Economia

Protagonismo da indústria na transição energética é discutida em evento do Ilades em Porto Alegre

Autoridades do setor e do poder público discutiram estratégias voltadas ao meio ambiente em encontro pré-COP30

O Instituto Latino-Americano de Desenvolvimento Econômico Sustentável (Ilades) promove mais uma edição do encontro Diálogos Sustentáveis, com o tema "Protagonismo da Indústria na Transição Energética e Adaptação da Descarbonização da Economia". O evento é uma preparação antes da conferência COP30, que acontecerá em Belém (PA)
O Instituto Latino-Americano de Desenvolvimento Econômico Sustentável (Ilades) promove mais uma edição do encontro Diálogos Sustentáveis, com o tema "Protagonismo da Indústria na Transição Energética e Adaptação da Descarbonização da Economia". O evento é uma preparação antes da conferência COP30, que acontecerá em Belém (PA) Foto : Camila Cunha

O Instituto Latino Americano de Desenvolvimento Econômico Sustentável (Ilades) promoveu, na manhã desta quinta-feira, mais uma edição dos Diálogos Sustentáveis, desta vez com foco na descarbonização da indústria e seus aspectos no avanço da economia. O evento, pré-COP30, a Conferência do Clima das Nações Unidas, ocorreu na sede da Associação Leopoldina Juvenil, em Porto Alegre, com a presença de industriais, representantes do poder público e iniciativa privada. O Campeão de Alto Nível do Clima para a COP30, Dan Ioschpe, participou por meio de um vídeo.

Para o presidente do Ilades, Marcino Fernandes Rodrigues Jr., a indústria é protagonista neste processo, juntamente com a vocação do Rio Grande do Sul em manter parques tecnológicos de inovação. “As empresas estão trabalhando juntas, e vamos ter um mercado efetivo que pode financiar grande parte desta transição energética como um instrumento econômico e financeiro. No evento passado, falamos sobre o saneamento, e no próximo, falaremos sobre o agronegócio. Todos estão envolvidos, e este é um debate comprometido, sério e qualificado”, comentou ele.

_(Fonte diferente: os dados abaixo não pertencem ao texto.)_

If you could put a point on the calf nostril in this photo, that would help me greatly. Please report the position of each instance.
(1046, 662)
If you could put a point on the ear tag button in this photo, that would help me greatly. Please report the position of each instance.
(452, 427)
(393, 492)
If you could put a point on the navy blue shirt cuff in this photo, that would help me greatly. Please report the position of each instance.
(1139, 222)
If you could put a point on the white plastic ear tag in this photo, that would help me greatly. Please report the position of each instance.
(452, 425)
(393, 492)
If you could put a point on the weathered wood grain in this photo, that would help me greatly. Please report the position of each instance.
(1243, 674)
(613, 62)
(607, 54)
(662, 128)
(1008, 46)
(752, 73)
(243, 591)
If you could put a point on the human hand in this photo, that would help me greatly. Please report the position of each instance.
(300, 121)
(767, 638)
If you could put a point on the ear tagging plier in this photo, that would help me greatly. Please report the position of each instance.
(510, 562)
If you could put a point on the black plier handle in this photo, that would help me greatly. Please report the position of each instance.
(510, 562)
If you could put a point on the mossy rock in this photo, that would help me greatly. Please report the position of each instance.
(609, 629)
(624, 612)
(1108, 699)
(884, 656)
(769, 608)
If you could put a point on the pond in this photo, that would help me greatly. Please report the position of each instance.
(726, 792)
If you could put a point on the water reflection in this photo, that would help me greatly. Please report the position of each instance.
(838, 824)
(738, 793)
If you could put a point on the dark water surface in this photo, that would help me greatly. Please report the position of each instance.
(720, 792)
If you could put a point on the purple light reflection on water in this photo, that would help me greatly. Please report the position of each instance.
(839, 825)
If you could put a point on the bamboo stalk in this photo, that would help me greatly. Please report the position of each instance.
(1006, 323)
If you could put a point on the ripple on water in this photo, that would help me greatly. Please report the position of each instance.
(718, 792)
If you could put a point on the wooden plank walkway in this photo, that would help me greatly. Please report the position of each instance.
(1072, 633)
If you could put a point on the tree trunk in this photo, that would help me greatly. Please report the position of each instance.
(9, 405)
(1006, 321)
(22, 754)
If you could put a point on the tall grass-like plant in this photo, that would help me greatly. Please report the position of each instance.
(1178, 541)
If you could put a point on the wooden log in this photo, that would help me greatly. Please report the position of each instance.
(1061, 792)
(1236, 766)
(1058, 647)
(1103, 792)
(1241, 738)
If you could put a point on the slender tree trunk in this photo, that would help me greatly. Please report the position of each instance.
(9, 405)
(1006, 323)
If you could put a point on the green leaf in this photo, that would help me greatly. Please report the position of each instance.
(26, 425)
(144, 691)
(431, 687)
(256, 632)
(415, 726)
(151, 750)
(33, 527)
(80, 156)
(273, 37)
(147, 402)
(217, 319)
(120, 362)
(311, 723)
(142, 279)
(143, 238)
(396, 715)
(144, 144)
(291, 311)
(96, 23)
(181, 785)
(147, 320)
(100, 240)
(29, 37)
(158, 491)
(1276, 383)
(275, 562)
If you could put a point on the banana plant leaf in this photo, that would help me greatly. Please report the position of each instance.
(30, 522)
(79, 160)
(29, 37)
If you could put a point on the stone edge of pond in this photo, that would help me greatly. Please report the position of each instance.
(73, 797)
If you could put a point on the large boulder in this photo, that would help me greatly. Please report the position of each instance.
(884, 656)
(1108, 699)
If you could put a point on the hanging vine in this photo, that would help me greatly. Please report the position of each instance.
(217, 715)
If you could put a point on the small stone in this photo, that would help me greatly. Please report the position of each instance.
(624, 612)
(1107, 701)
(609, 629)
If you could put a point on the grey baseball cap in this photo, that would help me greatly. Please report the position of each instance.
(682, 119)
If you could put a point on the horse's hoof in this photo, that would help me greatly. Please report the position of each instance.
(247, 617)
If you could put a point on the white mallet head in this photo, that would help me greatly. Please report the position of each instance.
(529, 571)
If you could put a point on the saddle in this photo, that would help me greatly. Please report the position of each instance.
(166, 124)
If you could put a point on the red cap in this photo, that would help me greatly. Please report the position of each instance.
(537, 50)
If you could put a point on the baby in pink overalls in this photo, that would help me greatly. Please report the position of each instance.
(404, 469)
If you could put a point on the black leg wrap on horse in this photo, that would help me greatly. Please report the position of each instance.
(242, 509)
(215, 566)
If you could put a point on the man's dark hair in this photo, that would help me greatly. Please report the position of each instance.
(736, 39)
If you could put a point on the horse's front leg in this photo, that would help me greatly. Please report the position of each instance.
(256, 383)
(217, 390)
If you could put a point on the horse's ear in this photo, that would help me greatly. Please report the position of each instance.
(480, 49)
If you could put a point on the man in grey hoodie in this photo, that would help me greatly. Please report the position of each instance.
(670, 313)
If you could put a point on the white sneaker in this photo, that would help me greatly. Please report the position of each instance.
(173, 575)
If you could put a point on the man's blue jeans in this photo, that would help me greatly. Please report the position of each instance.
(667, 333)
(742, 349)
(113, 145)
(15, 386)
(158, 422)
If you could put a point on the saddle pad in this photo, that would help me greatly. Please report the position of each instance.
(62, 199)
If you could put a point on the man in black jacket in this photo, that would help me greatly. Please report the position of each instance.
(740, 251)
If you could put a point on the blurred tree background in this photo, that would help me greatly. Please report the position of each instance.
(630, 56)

Marcino também opinou que a conferência da ONU deveria ser, inclusive, no Rio Grande do Sul, para demonstrar a “força e resiliência do povo gaúcho”. O secretário-chefe da Casa Civil, Artur Lemos, disse que o RS tem condições de demonstrar, na COP30, toda sua experiência nestas discussões ambientais, ressaltando também a recuperação gaúcha após as enchentes de um ano atrás, por meio do Plano Rio Grande.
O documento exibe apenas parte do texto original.